The emotive issue has provided a handle to the NDA and Shiromani Akali Dal to push Congress on the backfoot. And Congressmen appear a worried lot as protests against grant of tickets to both Jagdish Tytler and Sajjan Kumar have spread like a wild fire. The Congress has little time before the election for firefighting with anti-Sikh riot victims of 1984 coming out on streets and garnering support of even non-political and religious organizations.
Sensing unexpected electoral dividend, both BJP and SAD have been quick to grab the issue. While they are yet to calibrate their protest, the two parties today staged separate demonstrations in Amritsar over the issue.
Anger against the Congress is building up in the region. Even senior leaders of Congress in Punjab, Haryana and Delhi are finding it hard to defend the party decision to give tickets to the tainted-two.
“It has put us in a quandary.
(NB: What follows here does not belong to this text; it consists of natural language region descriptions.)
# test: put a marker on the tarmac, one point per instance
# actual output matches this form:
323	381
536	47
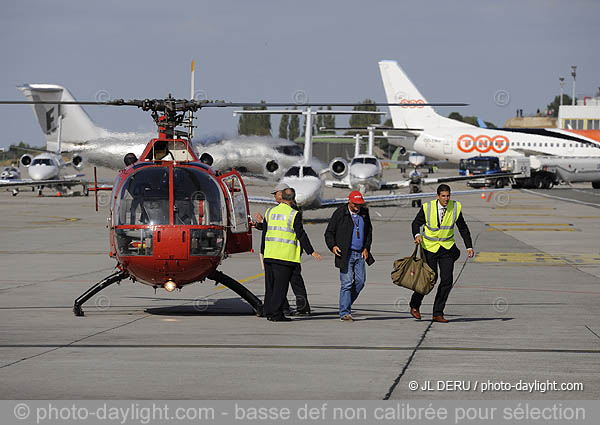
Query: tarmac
524	310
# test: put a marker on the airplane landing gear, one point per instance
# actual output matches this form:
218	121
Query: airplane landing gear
105	283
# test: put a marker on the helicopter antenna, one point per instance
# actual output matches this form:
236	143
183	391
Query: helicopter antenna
191	117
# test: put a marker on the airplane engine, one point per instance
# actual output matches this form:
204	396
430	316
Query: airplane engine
338	167
77	161
207	159
25	160
272	167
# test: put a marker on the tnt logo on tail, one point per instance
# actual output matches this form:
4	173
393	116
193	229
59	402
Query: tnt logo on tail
482	143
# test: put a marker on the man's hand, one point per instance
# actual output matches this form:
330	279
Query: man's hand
364	254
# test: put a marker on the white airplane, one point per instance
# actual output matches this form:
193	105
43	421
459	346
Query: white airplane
306	180
365	171
46	170
260	156
451	140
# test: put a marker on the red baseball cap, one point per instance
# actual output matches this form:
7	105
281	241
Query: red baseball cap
356	197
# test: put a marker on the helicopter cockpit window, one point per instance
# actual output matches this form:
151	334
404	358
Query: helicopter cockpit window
293	172
144	198
309	171
169	150
197	198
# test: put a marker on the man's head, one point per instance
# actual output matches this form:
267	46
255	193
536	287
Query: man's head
355	200
443	194
278	190
288	195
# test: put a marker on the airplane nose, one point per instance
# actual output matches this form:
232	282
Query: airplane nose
42	172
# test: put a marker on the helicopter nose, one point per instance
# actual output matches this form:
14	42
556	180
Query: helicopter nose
42	172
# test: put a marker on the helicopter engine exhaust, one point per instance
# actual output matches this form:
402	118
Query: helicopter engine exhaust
207	159
272	166
239	289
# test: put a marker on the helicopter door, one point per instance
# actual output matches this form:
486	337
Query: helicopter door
239	237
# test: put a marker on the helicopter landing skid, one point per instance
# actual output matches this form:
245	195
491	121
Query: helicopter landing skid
104	283
239	289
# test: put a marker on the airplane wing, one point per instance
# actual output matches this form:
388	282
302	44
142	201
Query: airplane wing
262	200
433	180
383	199
29	182
337	183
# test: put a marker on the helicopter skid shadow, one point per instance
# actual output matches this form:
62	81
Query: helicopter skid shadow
220	307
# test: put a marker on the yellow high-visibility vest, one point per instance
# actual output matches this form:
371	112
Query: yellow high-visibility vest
281	242
436	235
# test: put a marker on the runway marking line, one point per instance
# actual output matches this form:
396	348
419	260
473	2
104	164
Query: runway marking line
305	347
537	258
531	227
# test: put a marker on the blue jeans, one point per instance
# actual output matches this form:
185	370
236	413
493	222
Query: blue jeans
353	280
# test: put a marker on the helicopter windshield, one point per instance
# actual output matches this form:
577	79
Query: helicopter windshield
145	198
197	198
We have to abide by the party high command on the one hand while on the other, we have to go out and persuade the people that the party had no role to play in the CBI’s clean-chit to Tytler,” said a senior Congress leader.
In private conversations they concede the possibility of the issue affecting the party’s chances in not just Punjab but also in several other constituencies dominated by Sikh population. But they are praying for the controversy to die down in the next few days, that is before
election campaign picks up in the region, where polling will mostly be held in the last two phases on May 7 and 13.
A former Deputy Speaker of Punjab Vidhan Sabha, Bir Devinder Singh, has already resigned from the party. Ironically, he, a Congress leader, was the first one to react to the nomination of Tytler and Sajjan Kumar as Congress candidates in the general election.
And even the Punjab Pradesh Congress Committee chief, Mohinder Singh Kaypee, has gone on record to say that this is one issue that cannot be talked about openly. Even when senior central leaders visited Chandigarh earlier this week, no one from the Punjab unit was allowed to speak or raise the issue of Tytler and Sajjan Kumar.